If Delta’s stock pulls back because we are still in the weak time of the year for the stock market, you don’t want to be down big in your position. I did a lesson on buying oversold stocks here and I talk about how you don’t want to ever make a stock your own personal Vietnam. By patiently waiting for a break above all the moving averages at around $49.50 before taking an entry, we can better protect against a bad entry in Delta Airlines stock.
Notice how institutional traders played the $47.75 stop loss level. They took DAL down and ran the stops at around $47.75. Once the stops were cleared, they covered their short positions which pushed DAL higher. I think the new stop loss level has to be the $47.42 level.
Delta Airlines Review
DAL's Return On Assets of 7.16% is among the best of the industry. DAL does better than the industry average Return On Assets of 6.17%. DAL's Return On Equity of 27.51% is among the best of the industry. DAL does better than the industry average Return On Equity of 18.65%. DAL's Profit Margin of 9.30% is inline with the rest of the industry. The industry average Profit Margin is 8.55%. DAL has a Piotroski-F score of 4.00. This indicates an average health and profitability for DAL.
With a Price/Earnings Ratio of 9.58, the valuation of DAL can be described as very reasonable. Compared to an average industry Price/Earning Ratio of 11.51, DAL is valuated a bit cheaper than its industry peers. With a Forward Price/Earnings Ratio of 9.11, the valuation of DAL can be described as very reasonable.
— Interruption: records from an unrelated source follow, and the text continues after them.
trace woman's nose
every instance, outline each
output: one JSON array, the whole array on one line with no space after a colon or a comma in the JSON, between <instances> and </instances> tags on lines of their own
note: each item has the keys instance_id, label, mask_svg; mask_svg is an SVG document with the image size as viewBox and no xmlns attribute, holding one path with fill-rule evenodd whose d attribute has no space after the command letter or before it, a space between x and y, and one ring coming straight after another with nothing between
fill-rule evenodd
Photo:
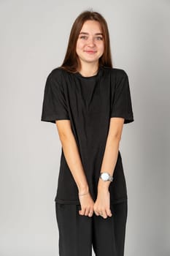
<instances>
[{"instance_id":1,"label":"woman's nose","mask_svg":"<svg viewBox=\"0 0 170 256\"><path fill-rule=\"evenodd\" d=\"M88 40L88 45L90 46L93 46L95 45L95 39L93 37L89 37Z\"/></svg>"}]
</instances>

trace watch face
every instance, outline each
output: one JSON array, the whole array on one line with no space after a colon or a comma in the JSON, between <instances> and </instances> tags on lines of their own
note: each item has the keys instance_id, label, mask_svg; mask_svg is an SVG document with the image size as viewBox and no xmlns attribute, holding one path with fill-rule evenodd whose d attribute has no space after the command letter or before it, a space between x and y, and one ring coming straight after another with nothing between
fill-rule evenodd
<instances>
[{"instance_id":1,"label":"watch face","mask_svg":"<svg viewBox=\"0 0 170 256\"><path fill-rule=\"evenodd\" d=\"M104 181L107 181L108 180L108 178L109 178L109 174L108 173L102 173L101 174L101 178L102 178L102 179L104 180Z\"/></svg>"}]
</instances>

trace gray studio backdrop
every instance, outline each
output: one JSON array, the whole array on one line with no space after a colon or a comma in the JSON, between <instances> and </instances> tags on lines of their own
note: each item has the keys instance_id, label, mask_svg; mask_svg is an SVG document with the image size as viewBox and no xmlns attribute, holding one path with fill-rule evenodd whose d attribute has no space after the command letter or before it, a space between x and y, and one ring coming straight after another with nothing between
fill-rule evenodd
<instances>
[{"instance_id":1,"label":"gray studio backdrop","mask_svg":"<svg viewBox=\"0 0 170 256\"><path fill-rule=\"evenodd\" d=\"M1 0L1 256L58 255L61 148L55 124L40 121L42 97L73 21L89 8L106 18L114 66L128 73L131 91L135 121L120 143L125 255L170 255L170 1Z\"/></svg>"}]
</instances>

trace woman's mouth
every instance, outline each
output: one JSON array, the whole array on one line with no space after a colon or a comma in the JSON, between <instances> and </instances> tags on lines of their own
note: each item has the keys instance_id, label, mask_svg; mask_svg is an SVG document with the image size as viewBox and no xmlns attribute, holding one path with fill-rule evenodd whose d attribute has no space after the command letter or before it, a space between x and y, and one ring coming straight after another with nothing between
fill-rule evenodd
<instances>
[{"instance_id":1,"label":"woman's mouth","mask_svg":"<svg viewBox=\"0 0 170 256\"><path fill-rule=\"evenodd\" d=\"M88 53L88 54L93 54L93 53L96 53L96 51L95 51L95 50L85 50L85 52Z\"/></svg>"}]
</instances>

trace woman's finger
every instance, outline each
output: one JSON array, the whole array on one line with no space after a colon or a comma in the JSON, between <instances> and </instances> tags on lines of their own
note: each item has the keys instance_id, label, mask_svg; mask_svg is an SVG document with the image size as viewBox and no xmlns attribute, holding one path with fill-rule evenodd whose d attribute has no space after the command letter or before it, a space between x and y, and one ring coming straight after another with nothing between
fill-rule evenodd
<instances>
[{"instance_id":1,"label":"woman's finger","mask_svg":"<svg viewBox=\"0 0 170 256\"><path fill-rule=\"evenodd\" d=\"M99 216L100 214L99 214L99 212L98 212L97 211L94 211L94 212L95 212L95 214L96 215L96 216Z\"/></svg>"},{"instance_id":2,"label":"woman's finger","mask_svg":"<svg viewBox=\"0 0 170 256\"><path fill-rule=\"evenodd\" d=\"M85 215L85 208L81 209L80 211L79 211L79 213L80 215Z\"/></svg>"},{"instance_id":3,"label":"woman's finger","mask_svg":"<svg viewBox=\"0 0 170 256\"><path fill-rule=\"evenodd\" d=\"M107 216L109 216L109 217L111 217L112 216L112 214L111 212L111 210L110 209L107 209Z\"/></svg>"},{"instance_id":4,"label":"woman's finger","mask_svg":"<svg viewBox=\"0 0 170 256\"><path fill-rule=\"evenodd\" d=\"M86 208L85 211L85 216L88 216L89 214L89 208Z\"/></svg>"},{"instance_id":5,"label":"woman's finger","mask_svg":"<svg viewBox=\"0 0 170 256\"><path fill-rule=\"evenodd\" d=\"M89 214L88 214L88 217L91 217L93 216L93 211L90 211Z\"/></svg>"}]
</instances>

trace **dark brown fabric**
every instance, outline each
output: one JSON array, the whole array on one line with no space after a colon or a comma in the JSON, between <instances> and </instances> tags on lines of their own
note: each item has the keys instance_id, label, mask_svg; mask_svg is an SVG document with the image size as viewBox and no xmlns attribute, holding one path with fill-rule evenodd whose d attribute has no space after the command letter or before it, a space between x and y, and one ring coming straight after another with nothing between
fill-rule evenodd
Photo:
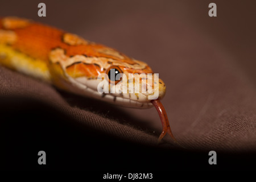
<instances>
[{"instance_id":1,"label":"dark brown fabric","mask_svg":"<svg viewBox=\"0 0 256 182\"><path fill-rule=\"evenodd\" d=\"M187 148L255 151L256 5L238 2L215 1L215 18L208 15L207 1L45 1L46 18L37 16L36 2L26 3L25 11L8 1L0 12L48 23L147 63L167 86L162 103L174 135ZM161 125L154 108L80 98L2 67L0 78L1 97L26 96L85 128L123 142L156 144Z\"/></svg>"}]
</instances>

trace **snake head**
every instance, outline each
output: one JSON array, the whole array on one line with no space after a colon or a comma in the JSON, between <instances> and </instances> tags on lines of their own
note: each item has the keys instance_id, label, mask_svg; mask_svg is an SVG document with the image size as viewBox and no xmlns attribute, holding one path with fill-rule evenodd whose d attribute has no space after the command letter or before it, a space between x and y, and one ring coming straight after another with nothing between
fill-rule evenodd
<instances>
[{"instance_id":1,"label":"snake head","mask_svg":"<svg viewBox=\"0 0 256 182\"><path fill-rule=\"evenodd\" d=\"M92 48L93 53L90 55L88 50ZM141 109L152 107L151 100L164 97L164 83L145 63L98 44L90 45L82 55L72 56L61 49L51 52L52 63L61 67L62 75L65 75L62 88L114 104ZM93 56L96 52L97 56Z\"/></svg>"}]
</instances>

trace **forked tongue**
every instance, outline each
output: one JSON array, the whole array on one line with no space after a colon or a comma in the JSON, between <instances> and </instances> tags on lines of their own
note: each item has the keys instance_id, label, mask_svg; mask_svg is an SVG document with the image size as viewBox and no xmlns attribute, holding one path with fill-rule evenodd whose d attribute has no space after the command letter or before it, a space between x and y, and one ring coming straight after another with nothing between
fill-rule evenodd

When comparing the current price to the book value of DAL, we can conclude it is valued correctly. It is trading at 2.60 times its book value. When comparing the price book ratio of DAL to the average industry price book ratio of 2.59, DAL is valued inline with its industry peers. The high PEG Ratio, which compensates the Price/Earnings for growth, indicates DAL does not grow enough to justify the current Price/Earnings ratio.
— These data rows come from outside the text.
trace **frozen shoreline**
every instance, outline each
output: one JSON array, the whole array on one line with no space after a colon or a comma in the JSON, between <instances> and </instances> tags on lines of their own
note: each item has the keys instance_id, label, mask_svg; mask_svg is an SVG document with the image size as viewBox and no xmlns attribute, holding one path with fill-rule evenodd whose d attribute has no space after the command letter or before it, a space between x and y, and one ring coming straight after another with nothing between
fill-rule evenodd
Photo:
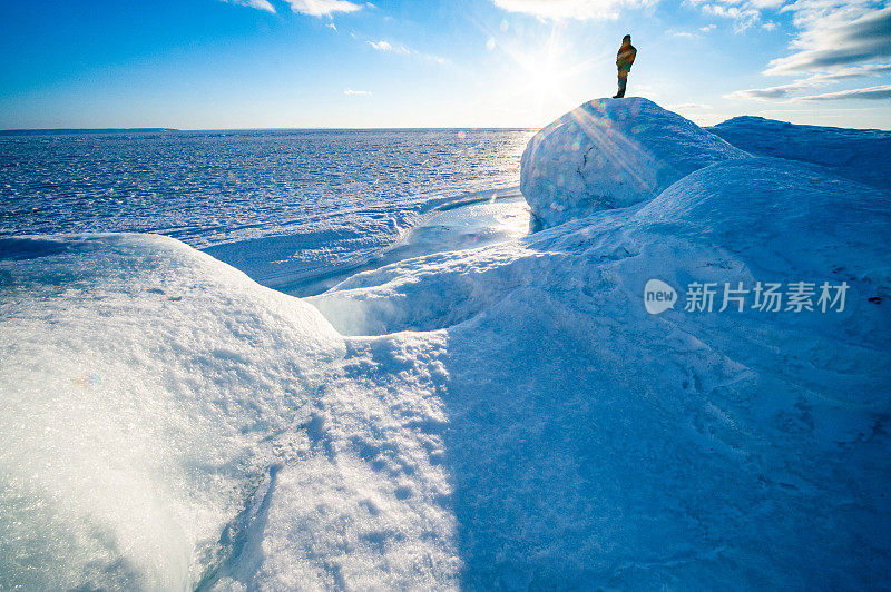
<instances>
[{"instance_id":1,"label":"frozen shoreline","mask_svg":"<svg viewBox=\"0 0 891 592\"><path fill-rule=\"evenodd\" d=\"M0 588L891 586L888 193L660 151L639 101L562 119L638 118L564 130L552 227L440 209L306 299L173 238L0 238ZM617 145L698 169L554 200ZM649 278L850 289L650 315Z\"/></svg>"}]
</instances>

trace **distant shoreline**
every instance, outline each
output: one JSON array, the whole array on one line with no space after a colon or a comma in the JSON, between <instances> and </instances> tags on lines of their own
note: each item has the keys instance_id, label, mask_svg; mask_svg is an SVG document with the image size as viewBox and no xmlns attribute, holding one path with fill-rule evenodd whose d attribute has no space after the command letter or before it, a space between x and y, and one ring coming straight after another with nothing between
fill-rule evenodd
<instances>
[{"instance_id":1,"label":"distant shoreline","mask_svg":"<svg viewBox=\"0 0 891 592\"><path fill-rule=\"evenodd\" d=\"M239 134L251 131L538 131L540 128L452 127L452 128L232 128L232 129L176 129L176 128L59 128L59 129L0 129L0 136L53 136L89 134Z\"/></svg>"},{"instance_id":2,"label":"distant shoreline","mask_svg":"<svg viewBox=\"0 0 891 592\"><path fill-rule=\"evenodd\" d=\"M139 134L180 131L173 128L58 128L58 129L0 129L0 136L50 136L55 134Z\"/></svg>"}]
</instances>

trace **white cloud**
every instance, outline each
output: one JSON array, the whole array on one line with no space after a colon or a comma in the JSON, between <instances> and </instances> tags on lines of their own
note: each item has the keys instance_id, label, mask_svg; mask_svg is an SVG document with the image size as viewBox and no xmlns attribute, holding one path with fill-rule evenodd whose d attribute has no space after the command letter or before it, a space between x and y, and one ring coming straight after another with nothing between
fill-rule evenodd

The Earnings Per Share has been growing by 33.52% on average over the past 5 years. This is a very strong growth. The EPS growth is accelerating: in the next 2 years the growth will be better than in the last years. DAL is expected to show a small growth in Earnings Per Share. In the coming 2 years, the EPS will grow by 0.66% yearly. The Revenue has decreased by -1.06% in the past year. DAL shows a small growth in Revenue. Measured over the last 5 years, the Revenue has been growing by 1.69% yearly. The earnings per share for DAL have decreased strongly by -17.75% in the last year.
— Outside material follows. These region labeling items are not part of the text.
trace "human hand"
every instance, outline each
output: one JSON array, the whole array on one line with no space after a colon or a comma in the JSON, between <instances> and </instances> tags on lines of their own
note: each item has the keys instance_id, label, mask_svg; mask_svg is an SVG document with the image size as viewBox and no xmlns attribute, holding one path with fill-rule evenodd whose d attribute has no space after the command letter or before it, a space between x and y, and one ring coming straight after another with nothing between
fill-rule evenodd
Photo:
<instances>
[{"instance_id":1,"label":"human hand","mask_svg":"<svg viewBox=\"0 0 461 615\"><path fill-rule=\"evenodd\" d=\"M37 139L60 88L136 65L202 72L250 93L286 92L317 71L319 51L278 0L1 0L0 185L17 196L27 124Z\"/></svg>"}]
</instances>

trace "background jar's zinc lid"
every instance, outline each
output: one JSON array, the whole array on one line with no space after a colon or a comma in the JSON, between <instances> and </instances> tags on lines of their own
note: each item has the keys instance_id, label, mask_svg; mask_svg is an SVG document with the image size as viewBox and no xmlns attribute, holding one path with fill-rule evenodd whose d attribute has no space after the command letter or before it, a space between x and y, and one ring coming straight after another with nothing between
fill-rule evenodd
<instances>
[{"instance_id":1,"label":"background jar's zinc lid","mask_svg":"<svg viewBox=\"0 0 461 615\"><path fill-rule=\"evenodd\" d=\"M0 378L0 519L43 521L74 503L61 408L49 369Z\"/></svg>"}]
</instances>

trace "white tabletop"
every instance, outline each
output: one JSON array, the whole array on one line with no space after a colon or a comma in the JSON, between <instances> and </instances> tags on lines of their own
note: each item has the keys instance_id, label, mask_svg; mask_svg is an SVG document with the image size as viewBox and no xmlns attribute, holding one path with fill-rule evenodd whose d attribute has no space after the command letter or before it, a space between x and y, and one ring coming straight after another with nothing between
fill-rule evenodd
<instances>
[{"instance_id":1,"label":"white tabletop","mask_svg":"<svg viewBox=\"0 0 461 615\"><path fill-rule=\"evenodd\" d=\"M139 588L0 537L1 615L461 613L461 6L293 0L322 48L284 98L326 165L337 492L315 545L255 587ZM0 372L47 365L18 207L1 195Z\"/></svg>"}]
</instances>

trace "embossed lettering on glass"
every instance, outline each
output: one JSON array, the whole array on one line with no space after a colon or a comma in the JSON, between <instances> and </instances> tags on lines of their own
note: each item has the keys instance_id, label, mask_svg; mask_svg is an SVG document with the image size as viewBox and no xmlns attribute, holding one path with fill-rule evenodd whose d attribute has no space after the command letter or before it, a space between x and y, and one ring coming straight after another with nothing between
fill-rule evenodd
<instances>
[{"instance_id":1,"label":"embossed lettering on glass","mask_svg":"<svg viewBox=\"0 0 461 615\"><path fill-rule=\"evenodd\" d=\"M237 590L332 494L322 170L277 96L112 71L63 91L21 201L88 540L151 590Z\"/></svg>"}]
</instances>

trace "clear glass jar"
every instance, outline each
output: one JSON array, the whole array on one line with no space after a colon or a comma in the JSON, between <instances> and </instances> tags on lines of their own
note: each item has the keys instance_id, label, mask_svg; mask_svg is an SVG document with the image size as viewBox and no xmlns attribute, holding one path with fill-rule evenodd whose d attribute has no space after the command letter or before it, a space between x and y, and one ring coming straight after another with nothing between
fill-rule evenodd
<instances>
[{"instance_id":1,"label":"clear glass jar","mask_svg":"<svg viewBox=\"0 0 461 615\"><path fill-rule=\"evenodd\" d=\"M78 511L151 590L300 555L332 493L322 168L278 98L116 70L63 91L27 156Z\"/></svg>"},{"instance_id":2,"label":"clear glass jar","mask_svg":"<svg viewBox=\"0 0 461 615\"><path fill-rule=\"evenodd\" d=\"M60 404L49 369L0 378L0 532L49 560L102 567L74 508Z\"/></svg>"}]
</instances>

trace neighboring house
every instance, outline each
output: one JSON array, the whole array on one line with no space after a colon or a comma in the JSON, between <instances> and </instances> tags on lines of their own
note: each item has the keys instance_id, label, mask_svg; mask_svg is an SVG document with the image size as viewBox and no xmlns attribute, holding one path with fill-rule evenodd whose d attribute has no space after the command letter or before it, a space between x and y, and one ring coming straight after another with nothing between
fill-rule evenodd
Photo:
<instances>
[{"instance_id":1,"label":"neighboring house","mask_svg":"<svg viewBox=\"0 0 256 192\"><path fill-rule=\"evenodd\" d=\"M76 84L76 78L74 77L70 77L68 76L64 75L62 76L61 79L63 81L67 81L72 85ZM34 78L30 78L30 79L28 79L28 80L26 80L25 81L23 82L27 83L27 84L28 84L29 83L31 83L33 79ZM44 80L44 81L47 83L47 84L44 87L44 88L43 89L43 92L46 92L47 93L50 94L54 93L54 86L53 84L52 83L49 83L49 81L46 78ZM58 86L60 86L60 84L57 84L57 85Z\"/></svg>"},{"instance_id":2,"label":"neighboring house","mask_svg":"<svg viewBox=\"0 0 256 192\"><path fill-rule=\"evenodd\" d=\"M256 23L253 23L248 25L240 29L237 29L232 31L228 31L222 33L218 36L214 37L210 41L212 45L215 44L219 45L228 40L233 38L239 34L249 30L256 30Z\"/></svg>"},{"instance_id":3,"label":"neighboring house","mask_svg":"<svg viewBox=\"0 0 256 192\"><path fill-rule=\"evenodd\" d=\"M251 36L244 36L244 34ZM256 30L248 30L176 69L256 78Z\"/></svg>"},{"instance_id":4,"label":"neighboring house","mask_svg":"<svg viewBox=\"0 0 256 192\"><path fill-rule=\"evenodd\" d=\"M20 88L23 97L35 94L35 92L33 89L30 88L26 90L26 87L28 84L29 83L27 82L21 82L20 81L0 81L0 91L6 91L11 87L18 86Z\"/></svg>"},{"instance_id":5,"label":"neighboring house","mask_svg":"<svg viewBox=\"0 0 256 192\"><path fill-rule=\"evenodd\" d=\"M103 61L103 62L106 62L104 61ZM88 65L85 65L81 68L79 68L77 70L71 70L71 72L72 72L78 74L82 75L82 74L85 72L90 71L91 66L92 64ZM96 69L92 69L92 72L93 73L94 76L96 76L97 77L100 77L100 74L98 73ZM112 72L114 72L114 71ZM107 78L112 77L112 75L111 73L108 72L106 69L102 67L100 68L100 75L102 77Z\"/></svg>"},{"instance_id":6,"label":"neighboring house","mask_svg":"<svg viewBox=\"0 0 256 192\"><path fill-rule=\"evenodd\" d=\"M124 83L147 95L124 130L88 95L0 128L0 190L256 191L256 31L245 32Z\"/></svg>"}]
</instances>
The Debt to Equity ratio for DAL is way better than the industry averages. The Piotroski-F score of DAL is 4.00. This is a neutral score and indicates average health and profitability for DAL. A Current Ratio of 0.43 indicates that DAL may have some problems paying its short term obligations. Compared to an average industry Current Ratio of 0.82, DAL is worse placed to pay its short term obligations than its industry peers. 82% of its industry peers have a better Current Ratio. DAL has a Quick Ratio of 0.43. This is a bad value and indicates that DAL is not financially healthy enough and could expect problems in meeting its short term obligations. Compared to an average industry Quick Ratio of 0.80, DAL is worse placed to pay its short term obligations than its industry peers. 82% of its industry peers have a better Quick Ratio. Based on the Altman-Z score of 1.67, we must say that DAL is in the distress zone and has some risk of bankruptcy. When comparing the Altman-Z score of DAL to the average industry Altman-Z score of 2.21, DAL is less financially healthy than its industry peers.